Carmellini's 'best' osso bucco


This year I hosted not one but two ladies on Valentine's Day. Shyster Jersey Lawyer Friend came by the casa, see, and I had been earlier made wise to the fact that she was desirous of some meat. (Pasta is what the woman normally seeks, preferably the homemade variety, so as to require the maximum amount of effort on my part.)

Shyster's desires provided an opportunity to try a recipe that I had been eyeing for some time: "The Best Veal Osso Bucco," from Andrew Carmellini's cookbook, "Urban Italian."

I know. Where does he get off, right?

Except that the only other recipe in the chef's book that receives such a designation is "The Best Gnocchi." I've made it. And he's right. I told him so just recently, outside the men's at his newest restaurant in New York, The Dutch. I'll show the gnocchi to you here sometime, you'll see. They're fantastic.

If you enjoy osso bucco and are in the market for an interesting way to prepare it, this recipe certainly is that. The liquid that the veal is cooked in is two parts chicken stock, one part freshly squeezed orange juice. There's only one diced tomato to be found, something you wouldn't guess from looking at the final outcome. (Hint: strands of saffron were seen in the vicinity while I was cooking and pounding back a Booker's.)

Anyway, the full recipe is reprinted below. Here are just some of the steps along the way.


First, the well-seasoned veal is seared on both sides in a dutch oven over high heat, then removed.


Then the carrots, celery, onion, garlic and such get to work. And also the tomato and a little flour.


There's white wine in here too, and once it evaporates some, it's time to bring back the veal.


Some more herbs, and lemon peel are added at this point, and then the stock and the orange juice. Next stop is the oven.


Two hours later and this is what you've got. (Actually, two hours and a full day later is when it was eaten. This kind of dish always tastes better after it has sat in the fridge overnight, and so I made this the day before V-Day.)


Is it the best osso bucco I've ever had? No. But it's definitely among the top five.

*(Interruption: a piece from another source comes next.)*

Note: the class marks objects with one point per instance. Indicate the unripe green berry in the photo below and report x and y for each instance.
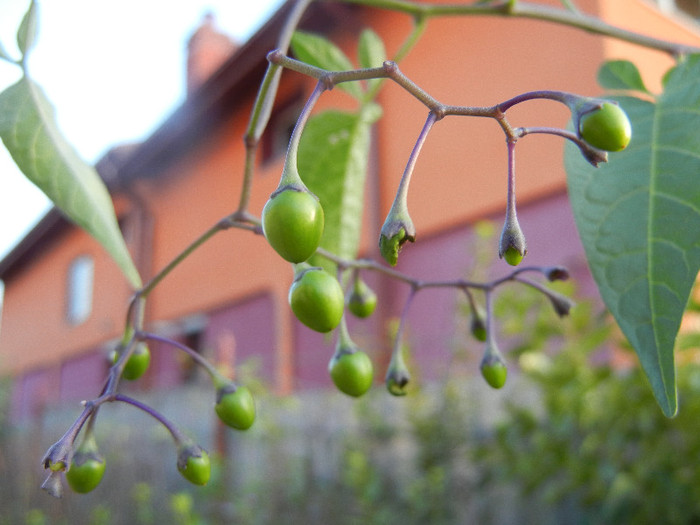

The ladies liked it a whole lot. Which is what mattered.

The Best Veal Osso Bucco
Recipe
Adapted from "Urban Italian," by Andrew Carmellini and Gwen Hyman

4 pieces veal osso bucco (about 3lbs total)
3/4 tsp salt
1/2 tsp course-ground black pepper
2 tbsp plus 1 tbsp extra-virgin olive oil
1 small carrot, chopped (1/2 cup)
1 medium onion, chopped (1 cup)
1 stalk celery, chopped (1/2 cup)
2 garlic cloves, whole
1 large tomato, chopped (1 cup)
2 tbsp tomato paste
1 1/2 tbsp all-purpose flour
1/2 cup white wine
a pinch of saffron (about 10 threads)
juice of 3 oranges (about 1 cup)
2 dried bay leaves
1 sprig fresh thyme (or 1/2 tsp dried)
1 sprig fresh rosemary (or 1/2 tsp dried)
1/4 tsp red pepper flakes
1/4 tsp whole fennel seed
2 cups chicken broth
3 to 4 curls lemon peel

1. Preheat the oven to 375F.
2. Season both sides of the osso bucco with the salt and pepper.
3. Heat 2 tbsp of the olive oil in a large pot over high heat. Add the osso bucco and brown on both sides, about 10 to 15 minutes.
4. Remove the osso bucco from the pot and reserve it. Leave the pot on the stove over high heat.
5. Add the remaining olive oil to the pot, and then add the the carrot, onion, and celery. Stir well and allow the vegetables to soften and caramelize, about 4 minutes. Be sure to scrape the brown bits from the bottom and sides of the pot as you go.
6. Add garlic, tomato and tomato paste. Mix and cook until the tomato softens, about 1 minute.
7. Add the flour and stir until ingredients are well combined, about 1 minute.
8. Add the wine and allow it to evaporate just until the mixture becomes a loose paste, 1 to 2 minutes.
9. Stir in the saffron and orange juice. Return the osso bucco to the pot and turn the heat to low. Coat the meat in the sauce.
10. Tie the bay leaves, tyme and rosemary together with butcher's string (so that it can be removed easily before serving) and add to the pot; then add the red pepper flakes, fennel seed, broth and lemon peel.
11. Cover the pot and bring the liquid to a low boil, then put the pot in the oven and cook at a lazy bubble for about 2 hours. Flip the meat over at the halfway point. It is done and ready to serve when fork tender. But the flavors will enhance if left in the fridge overnight and reheated the next day, so consider making this dish a day in advance.